37. Cet élément est d'ailleurs confirmé par le fait qu'une partie des mesures de gestion consiste à isoler des habitations dans des zones sonores à déterminer afin que la norme de bruit qui doit être précisée (par ex. 45 dB dans une chambre à coucher) ne soit pas dépassée.
Le fait que les cartes sur lesquelles figurent les 'zones sonores nocturnes Laeq' de Biac localisent tous les défendeurs, à quelques-uns près, même ceux situés en-dehors du cercle des nuisances les plus basses, et que la plupart d'entre eux ne sont pas concernés par le 'projet d'isolation sonore', ne déroge pas auxdites constatations.
Les zones sonores simulées dans un laboratoire ne semblent pas être confirmées dans la réalité.
38. A propos des phénomènes sonores décrits, les défendeurs désignent l'Etat belge comme ayant décidé fautivement de la concentration des décollages nocturnes, et la demanderesse et les parties appelées en déclaration d'arrêt commun, d'avoir appliquer `la concentration' pour les décollages diurnes, fût-ce sans décision formelle en la matière.
Il peut être admis comme point de départ que le gouvernement fédéral définit de manière autonome -fût-ce de manière limitée par les compétences des états fédérés - les choix à faire dans le cadre de la politique de gestion et de lutte contre les surcharges sonores à l'aéroport de Bruxelles National.
Son pouvoir de décision discrétionnaire dans ce domaine ne le libère toutefois pas de l'obligation de respecter dans ses choix et dans la réalisation de ceux-ci les limites fixées par le respect des droits fondamentaux de tous les citoyens.
39. Dans le cas présent, la politique pour laquelle il a été opté consiste à faire supporter la surcharge sonore inévitable par le plus petit nombre d'habitants dans une région déterminée qui a été choisie pour être survolé de manière concentrée.
Le nombre restreint d'habitants visé requiert, en outre, que la surcharge qui leur est causée ne peut être augmentée par rapport à la situation de survol concentré.
40. Les faits font apparaître que l'infrastructure qui est gérée par BIAC est telle que différentes pistes d'atterrissage et de décollage sont disponibles, qui ne sont certes pas utilisables par n'importe quel avion dans n'importe quelle circonstance météo et de manière équivalente, mais dont on peut dire de manière globale que l'une n'est pas moins utilisée que l'autre dans le cadre de la navigation aérienne qui doit être gérée.
L'utilisation prédominante d'une piste entraîne immédiatement des conséquences en ce qui concerne le survol des zones mitoyennes à l'aéroport, même si elles peuvent être maîtrisées dans une certaine mesure par l'optimalisation du tracé des itinéraires de vol spécifiques (SID's) qui doivent être suivis lors du décollage.

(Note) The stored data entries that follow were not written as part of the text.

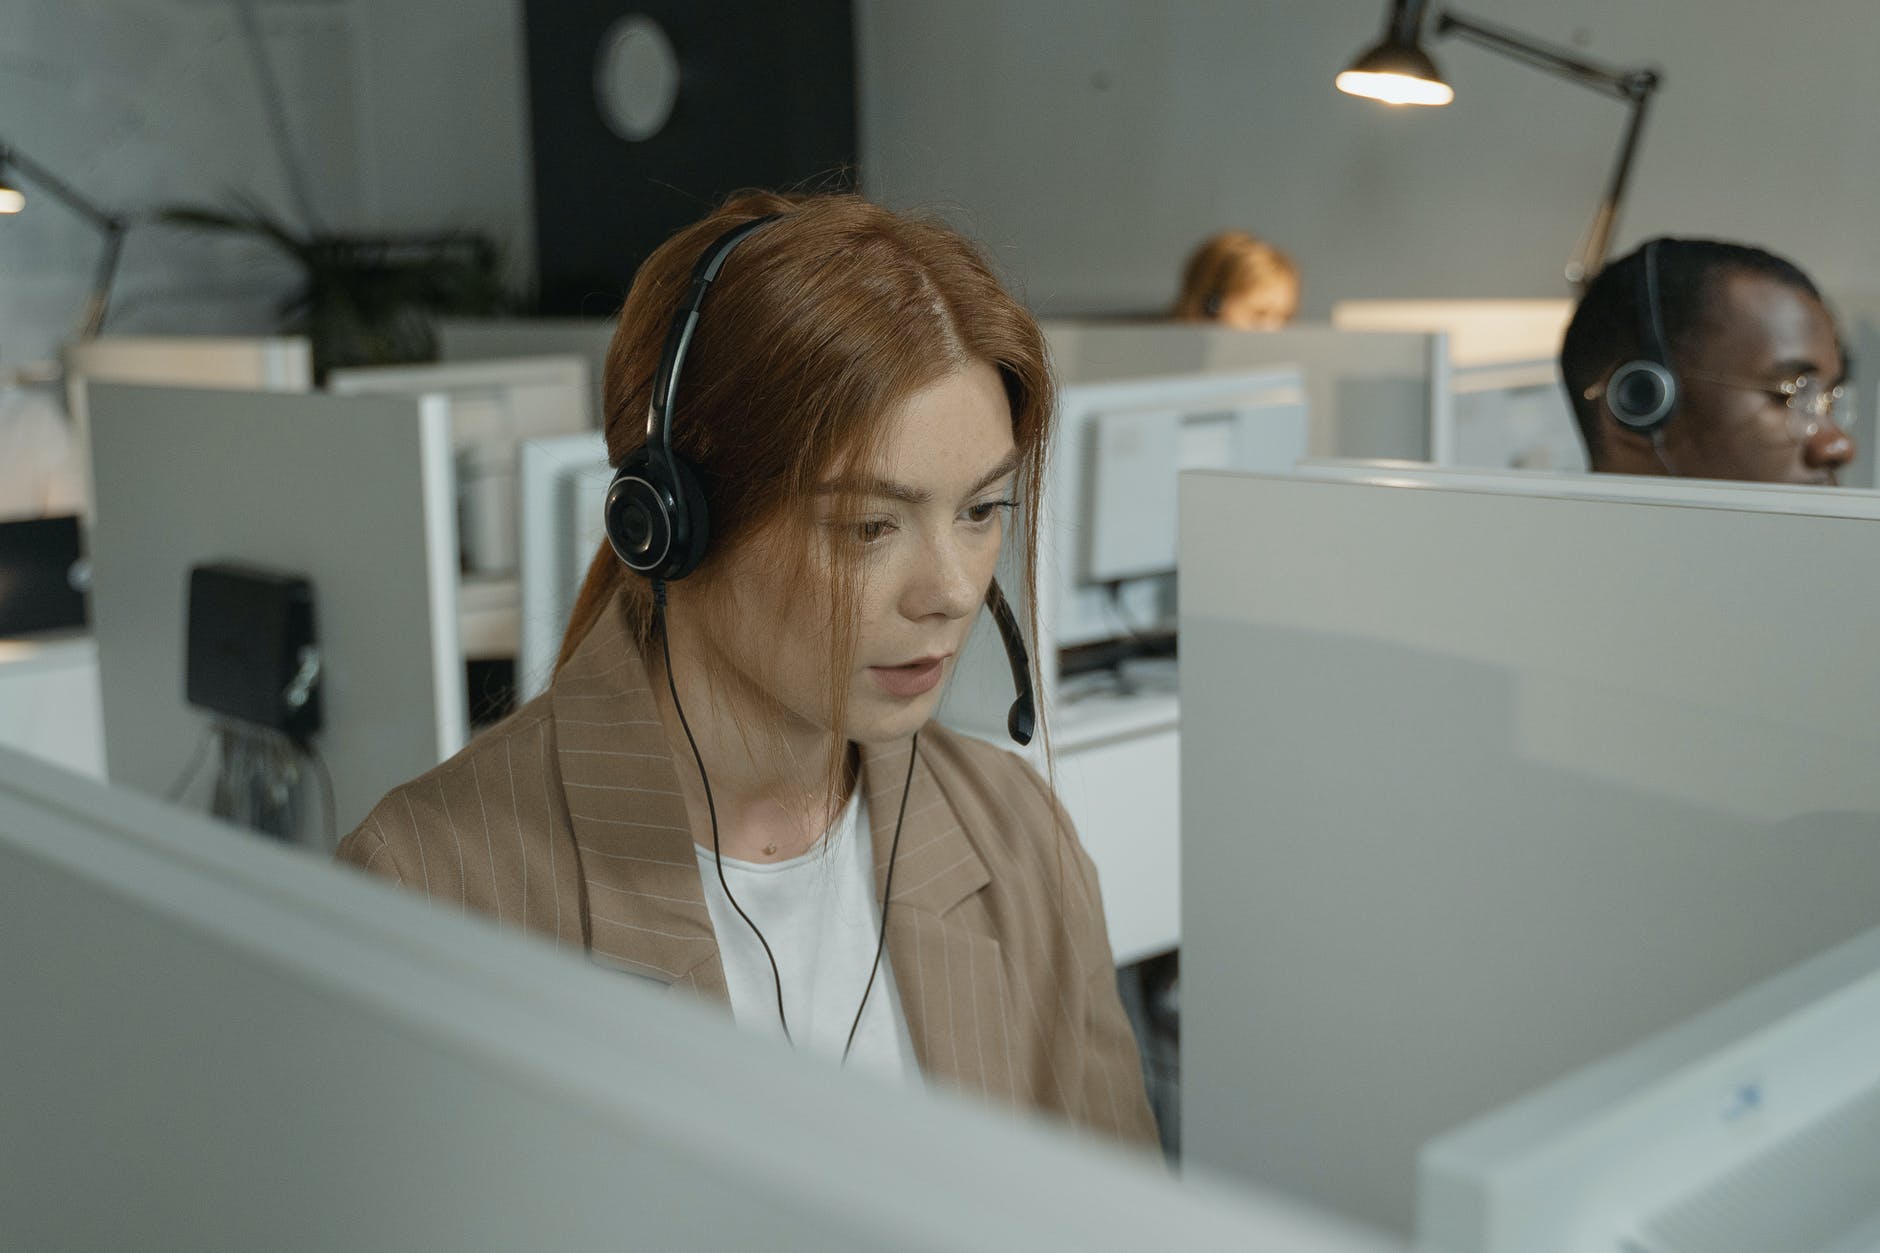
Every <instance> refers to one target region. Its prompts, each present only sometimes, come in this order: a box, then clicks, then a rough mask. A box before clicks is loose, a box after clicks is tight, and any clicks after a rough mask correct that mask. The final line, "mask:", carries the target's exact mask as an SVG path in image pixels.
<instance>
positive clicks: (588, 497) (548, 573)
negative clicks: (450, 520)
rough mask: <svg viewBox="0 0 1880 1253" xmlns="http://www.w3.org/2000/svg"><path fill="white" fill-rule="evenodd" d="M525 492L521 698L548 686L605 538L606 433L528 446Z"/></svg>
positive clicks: (522, 571)
mask: <svg viewBox="0 0 1880 1253" xmlns="http://www.w3.org/2000/svg"><path fill="white" fill-rule="evenodd" d="M521 468H523V485H521V487H523V489H521V514H519V523H521V538H523V564H521V570H519V581H521V647H519V651H517V657H515V690H517V700H519V702H521V700H528V698H530V696H536V694H538V692H541V690H543V689H547V685H549V677H551V675H553V672H555V658H556V657H558V655H560V647H562V632H564V630H568V613H570V611H572V610H573V608H575V595H577V593H579V591H581V579H583V578H587V570H588V563H592V561H594V553H596V551H600V544H602V540H603V538H605V531H603V527H602V506H603V504H605V500H607V484H609V482H613V467H611V465H607V440H605V438H603V436H602V433H600V431H594V433H590V435H564V436H560V438H549V440H528V442H525V444H523V457H521Z"/></svg>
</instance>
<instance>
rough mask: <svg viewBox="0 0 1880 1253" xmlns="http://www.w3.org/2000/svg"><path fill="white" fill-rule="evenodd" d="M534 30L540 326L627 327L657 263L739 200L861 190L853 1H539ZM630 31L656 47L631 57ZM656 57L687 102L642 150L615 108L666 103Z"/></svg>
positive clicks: (643, 147) (773, 0) (535, 11)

Il ne semble pas exister de motif objectif pour décider qu'une des pistes disponibles doit être utilisée concrètement, et ni la demanderesse ni les parties appelées en déclaration d'arrêt commun n'allèguent pas que dans le cadre d'une gestion convenable de la navigation aérienne il y a lieu d'admettre que pour des raisons aéronautiques et techniques les avions qui décollent - de jour comme de nuit - sont dirigés par préférence au-dessus de la zone habitée par les défendeurs.
46. Du point de vue du traitement non-discriminatoire de tous les citoyens qui peuvent être exposés à la surcharge sonore incriminée, la conclusion concernant la violation apparente du droit subjectif n'est pas différente.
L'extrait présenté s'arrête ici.